If your vet detects anything abnormal or worrisome, followup tests are recommended.
So the yearly exam is very, very important, don’t ever skip it.

Since cancer is far more common in cats and dogs than in people and what we can do to prevent cancer in our pets is rather limited, besides trying to keep the immune system strong, here are the few things we can do:

Every day when you groom and pet your cat, go over the whole body and all four legs with your hands and check for lumps and bumps. Cats can get ordinary warts and benign fatty tumors (lipomas), but a lot of other things can be suspected to be malignant. With some malignancies early detection is crucially important because with immediate removal the cancer can be considered cured and there is an excellent chance that there will never be a recurrence. So if you find anything, schedule an appointment immediately to have it looked at. If your vet can’t be entirely sure whether the growth is benign or malignant, have it removed without delay.

Keep a careful eye on your cat’s weight and if you see a weight loss of just ½ pound in a previously healthy cat, look into what’s going on. Besides cancer, several highly treatable health problems can be involved and, of course, the earlier you start treatment the better.

Spaying and neutering prevent several kinds of cancers.

Vaccinate only for what’s absolutely necessary. An indoor cat needs nothing more than distemper and rabies boosters.

Keep a careful eye on vaccination sites. If a swelling develops where your cat was just recently vaccinated, notify your vet and take precautions with future vaccinations.
If you find a lump at any time on a vaccination site, have your vet look at it immediately.

Since nasal vaccines can cause side effects and even nasal cancer later in life, as a precaution, stay away from nasal vaccines.

Keep your cat out of strong, direct sunlight.
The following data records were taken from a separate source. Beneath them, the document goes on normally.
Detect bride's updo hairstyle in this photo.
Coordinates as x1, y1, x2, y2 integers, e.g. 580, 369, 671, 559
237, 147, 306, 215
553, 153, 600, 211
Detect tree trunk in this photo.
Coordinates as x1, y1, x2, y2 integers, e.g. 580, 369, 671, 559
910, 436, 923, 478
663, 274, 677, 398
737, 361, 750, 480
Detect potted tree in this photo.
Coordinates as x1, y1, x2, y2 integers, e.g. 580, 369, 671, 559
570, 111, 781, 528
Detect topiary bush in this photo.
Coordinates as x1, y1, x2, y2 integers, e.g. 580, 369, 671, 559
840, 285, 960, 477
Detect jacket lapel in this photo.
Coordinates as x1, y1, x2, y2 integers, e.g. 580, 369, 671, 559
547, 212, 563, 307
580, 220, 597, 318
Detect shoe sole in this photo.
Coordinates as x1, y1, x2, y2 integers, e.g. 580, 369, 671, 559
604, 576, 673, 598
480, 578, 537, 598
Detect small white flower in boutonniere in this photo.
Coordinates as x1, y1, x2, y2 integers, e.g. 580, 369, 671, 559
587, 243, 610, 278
Repeated exposure to the sun can cause solar dermatitis, which can lead to skin cancer. (Surgery to treat this type of cancer is disfiguring and no guarantee that the cat will survive.)

Keep a careful eye on the stools. Loose stools for no apparent reason can be the sign of a long-term digestive problem, but also intestinal cancer.

Don’t let frequent vomiting go unchecked.

A sudden loss of appetite is always a serious warning sign. Among many, many things it can be the sign of a painful dental problem, but it can also be a sign of stomach cancer. Never let anorexia go unchecked after the first couple of days.

Keep the teeth clean and the gums in good condition. If necessary, schedule a professional cleaning every few years and have your vet do a scaling during routine office visits. Neglected oral health can lead to oral cancer in cats.
Try to check the inside of your cat’s mouth at least once a month. If you can (your cat allows you to), clean the teeth at home between appointments.

For some types of cancers surgery is the best treatment. For others there is treatment with medications and holistic treatment methods. Treatment depends on the particular type of cancer. As I said, early detection and immediate treatment are crucially important, they can make a lifesaving difference for a cat.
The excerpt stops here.